Sappe, giusto richiamo Gentiloni

redazione

Da anni sosteniamo che per prevenire il problema del radicalismo islamico nelle carcere italiane, anche in relazione all’aumento delle presenze di detenuti stranieri di religione musulmana, bisogna potenziare una formazione ed un aggiornamento professionale “mirato” per le donne e gli uomini della Polizia Penitenziaria, che stanno in prima linea nelle carceri 24 ore al giorno. Colpevolmente non è stato fatto. Auspico che con il richiamo del Presidente del Consiglio Gentiloni non si perda ulteriore tempo e si predispongano urgenti interventi, a cominciare da corsi di apprendimento delle lingue straniere e di conoscenza religiosa.
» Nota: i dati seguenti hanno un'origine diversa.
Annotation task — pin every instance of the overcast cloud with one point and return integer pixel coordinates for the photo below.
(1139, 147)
Aggiungo che, come primo e più rappresentativo Sindacato della Polizia Penitenziaria, da più di vent’anni chiediamo la realizzazione di corsi ad hoc a fronte di un altissimo numero di detenuti stranieri presenti in Italia (ad oggi oltre 18.500) e nuove assunzioni di Agenti per sanare la carenza di organico di settemila unità

Lo abbiamo chiesto al Ministero della Giustizia ed al Dipartimento dell’Amministrazione Penitenziaria, guidato da Santi Consolo, senza alcun riscontro. 

Noi, che rappresentiamo chi sta nella prima linea delle sezioni detentive, sappiamo bene che il carcere è un terreno fertile nel quale fanatici estremisti, in particolare ex combattenti, possono far leva sugli elementi più deboli e in crisi con la società per selezionare volontari mujaheddin da inviare nelle aree di conflitto, grazie ad un meticoloso indottrinamento ideologico. 
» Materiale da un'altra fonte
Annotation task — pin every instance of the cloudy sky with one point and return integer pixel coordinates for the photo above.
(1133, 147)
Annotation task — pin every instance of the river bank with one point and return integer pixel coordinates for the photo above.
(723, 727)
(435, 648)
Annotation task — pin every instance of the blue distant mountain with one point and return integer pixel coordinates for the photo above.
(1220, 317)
Non è infatti un caso la radicalizzazione di molti criminali comuni, specialmente di origine nordafricana, che pure non avevano manifestato nessuna particolare inclinazione religiosa al momento dell’entrata in carcere, che si sono trasformati gradualmente in estremisti sotto l’influenza di altri detenuti già radicalizzati. 

Eppure, nessuno ha raccolto mai i nostri appelli di avere una formazione e un aggiornamento professionale adeguato.

Men che meno il DAP guidato da Santi Consolo. 

Ma, nonostante tutto, le donne e gli uomini appartenenti al Corpo di Polizia Penitenziaria hanno fronteggiato e fronteggiato, nelle carceri italiane, il pericolo del radicalismo integralista ogni giorno, con professionalità e senso del dovere, anche attraverso il Nucleo Investigativo Centrale del Corpo, che è un settore di eccellenza anche in questo settore.

Lo ha fatto e lo fanno, in carcere, le donne e gli uomini appartenenti al Corpo di Polizia Penitenziaria, che è l’unica Forza di Polizia del Paese competente nel settore.